False Discovery Rate and False Match Rate

There are two formulas commonly used for false discovery rate estimation in target-decoy search strategy. One is for seperated database search (formula (1)), and the other is for concatenated database search (formula (2)). N target and N decoy are the number of target and decoy matches, respectively.

$$ F D R=\frac{N_{decoy}}{N_{t \arg et}} $$
(1)
$$ F D R=\frac{2\times {N}_{decoy}}{N_{t \arg et}+{N}_{decoy}} $$
(2)

As we introduced the entrapment sequences in the target database, the entrapment hits in filtered target identifications can be considered as false positive results.
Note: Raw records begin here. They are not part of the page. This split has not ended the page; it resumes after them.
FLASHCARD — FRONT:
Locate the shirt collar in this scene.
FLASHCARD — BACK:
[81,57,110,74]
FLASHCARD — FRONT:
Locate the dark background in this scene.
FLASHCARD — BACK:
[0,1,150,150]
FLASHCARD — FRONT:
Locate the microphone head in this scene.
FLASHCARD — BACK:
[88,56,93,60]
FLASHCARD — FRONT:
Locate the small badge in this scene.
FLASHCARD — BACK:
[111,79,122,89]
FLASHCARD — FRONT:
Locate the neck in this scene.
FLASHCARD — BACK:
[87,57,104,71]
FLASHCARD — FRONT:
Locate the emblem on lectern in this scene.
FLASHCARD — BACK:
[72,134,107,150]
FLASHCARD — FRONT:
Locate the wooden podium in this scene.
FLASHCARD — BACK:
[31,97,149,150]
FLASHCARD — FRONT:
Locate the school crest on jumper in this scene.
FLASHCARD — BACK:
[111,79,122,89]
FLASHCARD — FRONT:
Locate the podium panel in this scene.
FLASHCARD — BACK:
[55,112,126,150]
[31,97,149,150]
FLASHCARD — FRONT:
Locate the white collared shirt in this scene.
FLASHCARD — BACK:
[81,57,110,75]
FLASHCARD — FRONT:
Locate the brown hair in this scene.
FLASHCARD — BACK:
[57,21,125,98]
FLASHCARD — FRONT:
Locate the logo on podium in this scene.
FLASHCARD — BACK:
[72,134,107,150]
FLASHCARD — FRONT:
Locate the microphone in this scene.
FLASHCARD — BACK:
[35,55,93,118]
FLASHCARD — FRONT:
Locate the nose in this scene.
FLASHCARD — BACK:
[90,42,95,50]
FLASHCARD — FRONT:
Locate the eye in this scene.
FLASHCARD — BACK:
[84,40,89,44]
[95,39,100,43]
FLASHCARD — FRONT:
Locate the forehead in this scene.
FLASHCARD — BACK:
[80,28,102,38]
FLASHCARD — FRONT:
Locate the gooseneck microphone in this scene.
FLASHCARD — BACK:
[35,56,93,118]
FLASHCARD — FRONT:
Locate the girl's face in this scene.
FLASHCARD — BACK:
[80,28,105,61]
Thus, we defined a false match rate (FMR) to approximately estimate the false positive identifications under given FDR. The FMR can be calculated by formula (3), where Ntrap is the number of identifications matched the entrapment sequences in target hits.

$$ F M R=\frac{N_{t rap}}{N_{t \arg et}} $$
(3)

Results and discussion

With the advance of proteome research, a growing number of database search engines as well as the subsequent quality control methods have emerged and played the key roles in the whole process of MS/MS data analysis. As shown in Fig. 1, using the entrapment sequences as a standard, we performed the evaluation of five database search engines’ original scores and reprocessed scores and four quality control methods in the two important aspects, quantity and quality.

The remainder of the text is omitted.